Piotr Rybak
Piotr Rybak has almost 15 years of experience in machine learning. He has gained experience working in academia, start-ups, and larger companies. Currently, he focuses on using computer vision to recognize LEGO bricks. He is an active member of the Polish language models community and has co-authored works such as the KLEJ benchmark and the HerBERT and plT5 models. In his free time, he builds with LEGO bricks.
Session
With the rise of foundation models and zero-shot segmentation, it sometimes feels like fine-tuning classic object detection models is outdated. But is it? There are over 90 000 different LEGO bricks produced in almost 200 colors, and a single photo can easily contain hundreds of bricks. This makes LEGO recognition a perfect stress test for both traditional object detectors and the latest generation of vision models.
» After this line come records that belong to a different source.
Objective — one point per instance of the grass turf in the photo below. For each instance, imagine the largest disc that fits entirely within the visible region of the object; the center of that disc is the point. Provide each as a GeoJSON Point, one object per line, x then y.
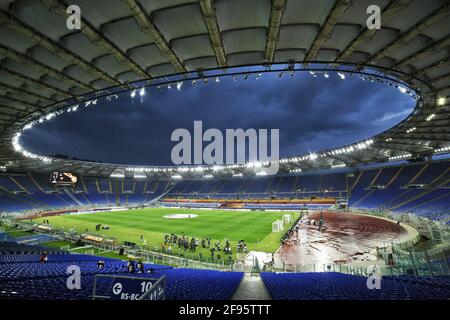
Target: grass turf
{"type": "Point", "coordinates": [253, 227]}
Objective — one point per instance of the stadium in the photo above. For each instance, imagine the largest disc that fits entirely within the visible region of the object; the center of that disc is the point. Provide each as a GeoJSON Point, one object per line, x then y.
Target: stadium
{"type": "Point", "coordinates": [360, 218]}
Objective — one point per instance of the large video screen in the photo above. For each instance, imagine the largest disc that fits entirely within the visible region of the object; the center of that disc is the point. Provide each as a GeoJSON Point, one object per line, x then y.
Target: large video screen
{"type": "Point", "coordinates": [63, 179]}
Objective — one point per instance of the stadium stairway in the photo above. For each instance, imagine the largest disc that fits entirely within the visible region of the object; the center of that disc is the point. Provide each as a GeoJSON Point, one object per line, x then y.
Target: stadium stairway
{"type": "Point", "coordinates": [251, 288]}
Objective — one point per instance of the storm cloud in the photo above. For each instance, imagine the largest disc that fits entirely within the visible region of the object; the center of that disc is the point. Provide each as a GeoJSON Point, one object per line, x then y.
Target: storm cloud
{"type": "Point", "coordinates": [311, 113]}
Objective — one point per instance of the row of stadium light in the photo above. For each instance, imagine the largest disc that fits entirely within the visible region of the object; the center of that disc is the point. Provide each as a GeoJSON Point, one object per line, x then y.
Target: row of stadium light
{"type": "Point", "coordinates": [444, 149]}
{"type": "Point", "coordinates": [178, 85]}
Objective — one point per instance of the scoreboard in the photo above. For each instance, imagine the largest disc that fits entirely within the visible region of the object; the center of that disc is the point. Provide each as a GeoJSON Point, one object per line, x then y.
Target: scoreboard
{"type": "Point", "coordinates": [63, 179]}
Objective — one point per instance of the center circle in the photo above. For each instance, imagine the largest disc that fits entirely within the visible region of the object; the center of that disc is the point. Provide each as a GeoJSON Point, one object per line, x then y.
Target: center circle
{"type": "Point", "coordinates": [143, 122]}
{"type": "Point", "coordinates": [180, 216]}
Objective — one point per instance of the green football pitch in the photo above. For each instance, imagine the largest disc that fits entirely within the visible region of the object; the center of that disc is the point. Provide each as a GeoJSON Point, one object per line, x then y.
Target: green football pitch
{"type": "Point", "coordinates": [255, 228]}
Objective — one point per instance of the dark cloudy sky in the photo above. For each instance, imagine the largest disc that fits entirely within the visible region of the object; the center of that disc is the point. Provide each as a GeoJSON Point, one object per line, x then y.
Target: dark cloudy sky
{"type": "Point", "coordinates": [311, 113]}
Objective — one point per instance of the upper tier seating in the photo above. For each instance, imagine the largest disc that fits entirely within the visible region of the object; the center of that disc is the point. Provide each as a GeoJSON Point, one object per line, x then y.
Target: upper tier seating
{"type": "Point", "coordinates": [414, 188]}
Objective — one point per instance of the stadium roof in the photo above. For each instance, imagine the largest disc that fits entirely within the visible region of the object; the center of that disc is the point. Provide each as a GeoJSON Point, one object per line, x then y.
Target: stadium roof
{"type": "Point", "coordinates": [122, 41]}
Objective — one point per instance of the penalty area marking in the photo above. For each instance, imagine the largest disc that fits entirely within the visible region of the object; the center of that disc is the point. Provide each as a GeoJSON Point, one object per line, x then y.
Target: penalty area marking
{"type": "Point", "coordinates": [180, 216]}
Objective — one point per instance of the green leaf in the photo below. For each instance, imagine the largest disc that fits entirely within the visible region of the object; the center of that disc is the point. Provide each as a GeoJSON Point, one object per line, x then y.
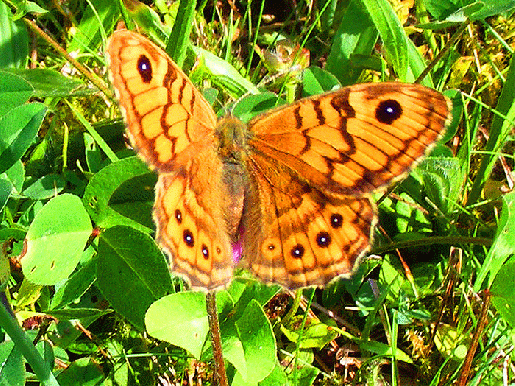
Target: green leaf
{"type": "Point", "coordinates": [502, 292]}
{"type": "Point", "coordinates": [256, 359]}
{"type": "Point", "coordinates": [316, 335]}
{"type": "Point", "coordinates": [122, 194]}
{"type": "Point", "coordinates": [5, 192]}
{"type": "Point", "coordinates": [18, 129]}
{"type": "Point", "coordinates": [50, 83]}
{"type": "Point", "coordinates": [14, 40]}
{"type": "Point", "coordinates": [384, 350]}
{"type": "Point", "coordinates": [185, 324]}
{"type": "Point", "coordinates": [56, 240]}
{"type": "Point", "coordinates": [316, 81]}
{"type": "Point", "coordinates": [46, 187]}
{"type": "Point", "coordinates": [83, 371]}
{"type": "Point", "coordinates": [131, 272]}
{"type": "Point", "coordinates": [12, 372]}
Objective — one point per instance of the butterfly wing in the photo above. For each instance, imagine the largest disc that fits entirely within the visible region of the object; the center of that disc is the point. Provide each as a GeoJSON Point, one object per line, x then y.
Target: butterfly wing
{"type": "Point", "coordinates": [313, 166]}
{"type": "Point", "coordinates": [297, 236]}
{"type": "Point", "coordinates": [165, 114]}
{"type": "Point", "coordinates": [172, 127]}
{"type": "Point", "coordinates": [356, 139]}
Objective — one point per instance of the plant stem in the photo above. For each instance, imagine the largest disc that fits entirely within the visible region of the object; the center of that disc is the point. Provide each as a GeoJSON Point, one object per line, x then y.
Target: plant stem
{"type": "Point", "coordinates": [216, 340]}
{"type": "Point", "coordinates": [24, 344]}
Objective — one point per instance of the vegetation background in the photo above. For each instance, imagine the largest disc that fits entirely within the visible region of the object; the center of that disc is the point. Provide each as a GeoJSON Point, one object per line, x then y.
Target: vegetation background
{"type": "Point", "coordinates": [87, 296]}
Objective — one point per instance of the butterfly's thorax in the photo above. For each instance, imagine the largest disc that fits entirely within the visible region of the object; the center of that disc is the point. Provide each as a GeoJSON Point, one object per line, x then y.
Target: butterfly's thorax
{"type": "Point", "coordinates": [230, 133]}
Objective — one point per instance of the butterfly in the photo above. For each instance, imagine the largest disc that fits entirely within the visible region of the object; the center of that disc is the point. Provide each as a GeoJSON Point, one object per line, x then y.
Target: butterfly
{"type": "Point", "coordinates": [293, 185]}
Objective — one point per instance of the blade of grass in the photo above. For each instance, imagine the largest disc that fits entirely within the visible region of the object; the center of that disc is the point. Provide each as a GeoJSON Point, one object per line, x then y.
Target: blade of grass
{"type": "Point", "coordinates": [23, 343]}
{"type": "Point", "coordinates": [498, 132]}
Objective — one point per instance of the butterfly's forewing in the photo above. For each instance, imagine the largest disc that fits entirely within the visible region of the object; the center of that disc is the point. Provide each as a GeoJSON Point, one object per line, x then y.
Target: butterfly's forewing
{"type": "Point", "coordinates": [297, 236]}
{"type": "Point", "coordinates": [314, 164]}
{"type": "Point", "coordinates": [165, 113]}
{"type": "Point", "coordinates": [173, 129]}
{"type": "Point", "coordinates": [356, 139]}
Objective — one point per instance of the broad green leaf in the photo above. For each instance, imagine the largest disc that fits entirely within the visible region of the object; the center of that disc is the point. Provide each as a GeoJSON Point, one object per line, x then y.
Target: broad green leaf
{"type": "Point", "coordinates": [131, 272]}
{"type": "Point", "coordinates": [356, 37]}
{"type": "Point", "coordinates": [392, 34]}
{"type": "Point", "coordinates": [18, 129]}
{"type": "Point", "coordinates": [258, 342]}
{"type": "Point", "coordinates": [122, 193]}
{"type": "Point", "coordinates": [45, 187]}
{"type": "Point", "coordinates": [12, 372]}
{"type": "Point", "coordinates": [5, 192]}
{"type": "Point", "coordinates": [75, 286]}
{"type": "Point", "coordinates": [14, 91]}
{"type": "Point", "coordinates": [98, 17]}
{"type": "Point", "coordinates": [56, 240]}
{"type": "Point", "coordinates": [185, 324]}
{"type": "Point", "coordinates": [50, 83]}
{"type": "Point", "coordinates": [14, 40]}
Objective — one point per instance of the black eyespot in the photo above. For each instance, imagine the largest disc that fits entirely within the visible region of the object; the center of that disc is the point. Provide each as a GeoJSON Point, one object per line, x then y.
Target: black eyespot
{"type": "Point", "coordinates": [336, 220]}
{"type": "Point", "coordinates": [297, 251]}
{"type": "Point", "coordinates": [205, 252]}
{"type": "Point", "coordinates": [187, 236]}
{"type": "Point", "coordinates": [145, 69]}
{"type": "Point", "coordinates": [323, 239]}
{"type": "Point", "coordinates": [178, 216]}
{"type": "Point", "coordinates": [388, 111]}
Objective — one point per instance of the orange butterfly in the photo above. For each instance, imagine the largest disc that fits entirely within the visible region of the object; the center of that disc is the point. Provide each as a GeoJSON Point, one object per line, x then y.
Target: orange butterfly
{"type": "Point", "coordinates": [294, 183]}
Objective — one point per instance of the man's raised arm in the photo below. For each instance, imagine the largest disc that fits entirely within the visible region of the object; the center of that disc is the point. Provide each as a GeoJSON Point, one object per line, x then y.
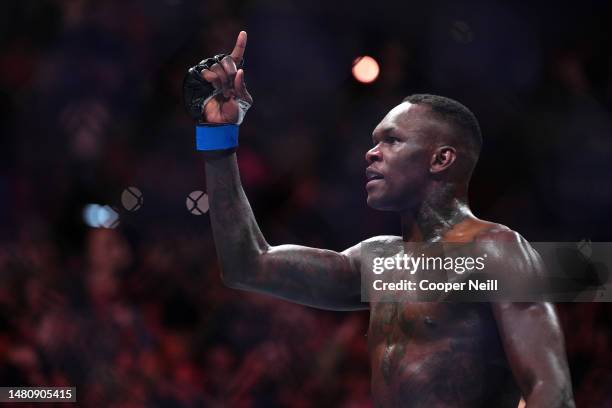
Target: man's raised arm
{"type": "Point", "coordinates": [530, 331]}
{"type": "Point", "coordinates": [314, 277]}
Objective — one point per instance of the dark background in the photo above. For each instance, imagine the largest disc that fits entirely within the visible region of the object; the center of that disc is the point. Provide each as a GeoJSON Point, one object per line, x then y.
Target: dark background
{"type": "Point", "coordinates": [90, 103]}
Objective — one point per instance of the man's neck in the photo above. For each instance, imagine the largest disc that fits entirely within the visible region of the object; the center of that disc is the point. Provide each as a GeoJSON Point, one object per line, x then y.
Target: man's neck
{"type": "Point", "coordinates": [434, 216]}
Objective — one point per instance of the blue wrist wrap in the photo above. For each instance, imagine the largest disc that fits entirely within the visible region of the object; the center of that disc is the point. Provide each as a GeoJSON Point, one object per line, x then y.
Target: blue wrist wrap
{"type": "Point", "coordinates": [216, 137]}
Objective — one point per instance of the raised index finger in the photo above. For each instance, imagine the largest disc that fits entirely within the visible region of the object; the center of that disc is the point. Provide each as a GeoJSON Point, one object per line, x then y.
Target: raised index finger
{"type": "Point", "coordinates": [238, 51]}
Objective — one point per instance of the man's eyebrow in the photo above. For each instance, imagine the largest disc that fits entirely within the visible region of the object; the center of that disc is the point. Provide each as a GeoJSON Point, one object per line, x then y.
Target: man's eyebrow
{"type": "Point", "coordinates": [383, 132]}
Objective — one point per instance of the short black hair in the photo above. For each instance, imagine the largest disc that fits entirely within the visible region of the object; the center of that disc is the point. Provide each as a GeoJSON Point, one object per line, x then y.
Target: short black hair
{"type": "Point", "coordinates": [455, 114]}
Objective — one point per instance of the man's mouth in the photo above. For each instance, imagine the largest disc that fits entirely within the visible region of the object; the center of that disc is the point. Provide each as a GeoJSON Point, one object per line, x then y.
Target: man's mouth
{"type": "Point", "coordinates": [372, 175]}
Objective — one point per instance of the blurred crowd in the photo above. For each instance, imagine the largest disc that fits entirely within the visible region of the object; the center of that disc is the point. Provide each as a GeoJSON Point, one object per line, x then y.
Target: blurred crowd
{"type": "Point", "coordinates": [90, 103]}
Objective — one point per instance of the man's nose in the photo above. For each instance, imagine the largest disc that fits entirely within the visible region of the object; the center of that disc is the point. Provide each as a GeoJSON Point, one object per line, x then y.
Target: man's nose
{"type": "Point", "coordinates": [373, 155]}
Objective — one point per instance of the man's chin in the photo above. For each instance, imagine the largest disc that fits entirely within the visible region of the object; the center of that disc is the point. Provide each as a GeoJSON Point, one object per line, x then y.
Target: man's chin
{"type": "Point", "coordinates": [378, 204]}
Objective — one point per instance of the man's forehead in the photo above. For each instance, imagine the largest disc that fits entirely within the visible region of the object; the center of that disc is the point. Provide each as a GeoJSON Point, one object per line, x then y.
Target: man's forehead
{"type": "Point", "coordinates": [409, 117]}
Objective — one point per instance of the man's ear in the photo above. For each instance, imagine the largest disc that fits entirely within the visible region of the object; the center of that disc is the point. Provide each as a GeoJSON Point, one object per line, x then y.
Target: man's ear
{"type": "Point", "coordinates": [442, 159]}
During this talk, I will walk you through a practical comparison of approaches to LEGO brick detection. I will start with the classic object detection pipeline: dataset creation, annotation, and training with models like NanoDet and RF-DETR. Then, I will put these detectors up against zero-shot approaches: SAM 3 (Segment Anything Model 3), and vision language models, both closed-source APIs like Gemini and open-source alternatives like Qwen-VL. Along the way, I will share the pitfalls, surprising results, and lessons learned, including cases where a fine-tuned lightweight detector still outperforms models orders of magnitude larger.